Thus, in general, we have that [tex]\sqrt{x^2}=|x|[/tex].

So, your first equation:

[tex](-3)^2=(\sqrt{9})^2[/tex]

is true, since [tex](-3)^2=9[/tex]and [tex]\sqrt{9}=3[/tex] and [tex]3^2=9[/tex]

But when taking the square root of both sides we get

[tex]\sqrt{(-3)^2}=\sqrt{(\sqrt{9})^2}[/tex]

which evaluates to [tex]3=\sqrt{9}[/tex], which is perfectly true!
 
Building on what micromass just said, use the horizontal line test to find out that there is no unique inverse except for the case when x = 0.
 
When you "undo" a squared operation, it is not as simple as just removing the little "2" superscript.

micromass said:
The square root of x is defined as the unique POSITIVE number who's square is x.

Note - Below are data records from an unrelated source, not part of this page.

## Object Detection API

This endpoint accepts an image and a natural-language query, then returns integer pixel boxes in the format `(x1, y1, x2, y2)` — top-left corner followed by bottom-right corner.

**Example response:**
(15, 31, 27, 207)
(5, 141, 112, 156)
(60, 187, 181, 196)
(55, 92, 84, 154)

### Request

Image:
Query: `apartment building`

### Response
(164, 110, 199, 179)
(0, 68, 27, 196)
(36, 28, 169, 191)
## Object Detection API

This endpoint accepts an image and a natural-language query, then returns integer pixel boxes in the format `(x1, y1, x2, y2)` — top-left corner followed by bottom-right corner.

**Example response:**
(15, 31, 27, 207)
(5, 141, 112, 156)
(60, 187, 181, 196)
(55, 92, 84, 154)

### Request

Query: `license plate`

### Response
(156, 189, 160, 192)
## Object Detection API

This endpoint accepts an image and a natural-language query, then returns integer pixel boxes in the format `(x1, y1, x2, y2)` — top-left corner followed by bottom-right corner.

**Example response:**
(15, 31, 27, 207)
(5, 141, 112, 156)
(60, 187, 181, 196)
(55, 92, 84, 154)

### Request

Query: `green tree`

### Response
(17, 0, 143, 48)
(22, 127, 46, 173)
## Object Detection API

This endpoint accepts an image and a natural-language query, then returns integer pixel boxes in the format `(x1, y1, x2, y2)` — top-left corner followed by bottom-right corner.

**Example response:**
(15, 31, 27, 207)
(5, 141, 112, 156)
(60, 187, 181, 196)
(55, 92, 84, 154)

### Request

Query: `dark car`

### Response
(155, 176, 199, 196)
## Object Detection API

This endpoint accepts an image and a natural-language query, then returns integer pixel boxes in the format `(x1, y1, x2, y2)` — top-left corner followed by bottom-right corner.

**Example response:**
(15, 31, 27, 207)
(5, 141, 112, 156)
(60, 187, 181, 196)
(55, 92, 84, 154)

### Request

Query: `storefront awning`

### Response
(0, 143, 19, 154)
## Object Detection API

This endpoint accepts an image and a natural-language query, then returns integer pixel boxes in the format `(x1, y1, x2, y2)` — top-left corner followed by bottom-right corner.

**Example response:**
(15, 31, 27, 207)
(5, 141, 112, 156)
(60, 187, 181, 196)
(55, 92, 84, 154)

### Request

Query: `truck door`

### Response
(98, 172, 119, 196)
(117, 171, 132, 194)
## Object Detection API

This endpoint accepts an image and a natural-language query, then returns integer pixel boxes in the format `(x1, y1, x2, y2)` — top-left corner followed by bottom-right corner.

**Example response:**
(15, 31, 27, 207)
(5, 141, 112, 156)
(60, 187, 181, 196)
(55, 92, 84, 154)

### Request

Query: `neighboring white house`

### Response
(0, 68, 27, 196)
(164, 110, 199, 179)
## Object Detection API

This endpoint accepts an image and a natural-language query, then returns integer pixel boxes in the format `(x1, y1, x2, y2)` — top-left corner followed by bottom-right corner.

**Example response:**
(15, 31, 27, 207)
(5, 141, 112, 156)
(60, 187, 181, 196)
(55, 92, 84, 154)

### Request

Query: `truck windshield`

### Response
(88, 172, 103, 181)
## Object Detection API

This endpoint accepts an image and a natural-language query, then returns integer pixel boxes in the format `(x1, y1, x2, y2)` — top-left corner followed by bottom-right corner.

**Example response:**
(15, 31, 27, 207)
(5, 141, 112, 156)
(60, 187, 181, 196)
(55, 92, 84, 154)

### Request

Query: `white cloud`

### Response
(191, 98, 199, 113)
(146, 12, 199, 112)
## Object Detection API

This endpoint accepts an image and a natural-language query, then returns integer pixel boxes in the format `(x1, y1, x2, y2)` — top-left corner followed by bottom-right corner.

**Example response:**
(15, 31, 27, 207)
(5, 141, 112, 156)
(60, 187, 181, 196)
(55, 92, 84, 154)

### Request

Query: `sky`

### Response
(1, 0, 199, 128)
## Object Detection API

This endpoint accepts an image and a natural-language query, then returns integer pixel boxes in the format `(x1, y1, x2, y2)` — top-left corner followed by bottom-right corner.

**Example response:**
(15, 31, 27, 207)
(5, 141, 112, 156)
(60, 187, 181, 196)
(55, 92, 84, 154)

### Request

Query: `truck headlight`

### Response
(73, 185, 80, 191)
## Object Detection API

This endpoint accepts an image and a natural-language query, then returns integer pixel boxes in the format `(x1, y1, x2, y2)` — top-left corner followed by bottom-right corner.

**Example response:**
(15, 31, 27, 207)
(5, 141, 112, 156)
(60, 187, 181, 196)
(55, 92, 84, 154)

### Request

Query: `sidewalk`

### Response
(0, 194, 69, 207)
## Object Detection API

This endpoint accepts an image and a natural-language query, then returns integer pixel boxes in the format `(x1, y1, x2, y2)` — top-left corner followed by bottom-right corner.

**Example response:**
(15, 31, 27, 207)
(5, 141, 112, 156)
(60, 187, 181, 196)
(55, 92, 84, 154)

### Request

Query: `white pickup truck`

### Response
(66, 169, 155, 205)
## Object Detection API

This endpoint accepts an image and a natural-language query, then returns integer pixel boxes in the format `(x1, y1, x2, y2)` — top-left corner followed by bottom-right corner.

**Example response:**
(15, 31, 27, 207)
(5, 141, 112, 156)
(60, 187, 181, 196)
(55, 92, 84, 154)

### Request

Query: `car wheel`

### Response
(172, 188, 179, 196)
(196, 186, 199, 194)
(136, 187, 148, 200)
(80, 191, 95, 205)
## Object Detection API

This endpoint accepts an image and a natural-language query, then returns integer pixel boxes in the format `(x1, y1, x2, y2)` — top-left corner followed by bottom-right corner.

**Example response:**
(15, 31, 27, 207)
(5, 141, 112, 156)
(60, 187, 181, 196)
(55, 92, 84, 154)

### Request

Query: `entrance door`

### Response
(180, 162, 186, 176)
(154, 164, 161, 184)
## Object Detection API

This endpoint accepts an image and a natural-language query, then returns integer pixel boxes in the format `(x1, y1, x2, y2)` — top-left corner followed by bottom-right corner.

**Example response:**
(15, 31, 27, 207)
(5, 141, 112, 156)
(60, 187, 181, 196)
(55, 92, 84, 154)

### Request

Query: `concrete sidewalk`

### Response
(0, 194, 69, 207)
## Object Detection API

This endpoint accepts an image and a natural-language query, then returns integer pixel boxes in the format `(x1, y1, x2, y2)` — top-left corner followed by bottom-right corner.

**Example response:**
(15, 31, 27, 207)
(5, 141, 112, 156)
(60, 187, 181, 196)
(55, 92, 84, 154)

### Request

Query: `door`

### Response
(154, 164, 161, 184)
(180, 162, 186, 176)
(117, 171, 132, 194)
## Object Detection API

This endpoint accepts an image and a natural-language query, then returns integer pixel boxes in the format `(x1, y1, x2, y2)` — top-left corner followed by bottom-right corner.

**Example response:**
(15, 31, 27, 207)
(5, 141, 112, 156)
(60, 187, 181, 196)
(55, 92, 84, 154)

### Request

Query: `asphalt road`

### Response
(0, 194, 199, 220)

Really? In my classes, we've always used [tex]\sqrt[]{x^{2}}=\pm x[/tex]
 
KingNothing said:
When you "undo" a squared operation, it is not as simple as just removing the little "2" superscript.



Really? In my classes, we've always used [tex]\sqrt[]{x^{2}}=\pm x[/tex]

No, this is wrong. The square root function is defined to be the unique positive square root of the number. [tex]\sqrt{9}=3[/tex] and if [tex]\sqrt{9}=\pm3[/tex] then I have no clue why we would write such answers as [tex]x^2=9 \rightarrow x=\pm \sqrt{9}[/tex] when the square root is already [tex]\pm[/tex] :wink:
 
And this is why when you use a multi-valued operator to prove something, you always have to check and see if the answer fits the original equation. Or you'll end up with extraneous or wrong solutions like -3=3.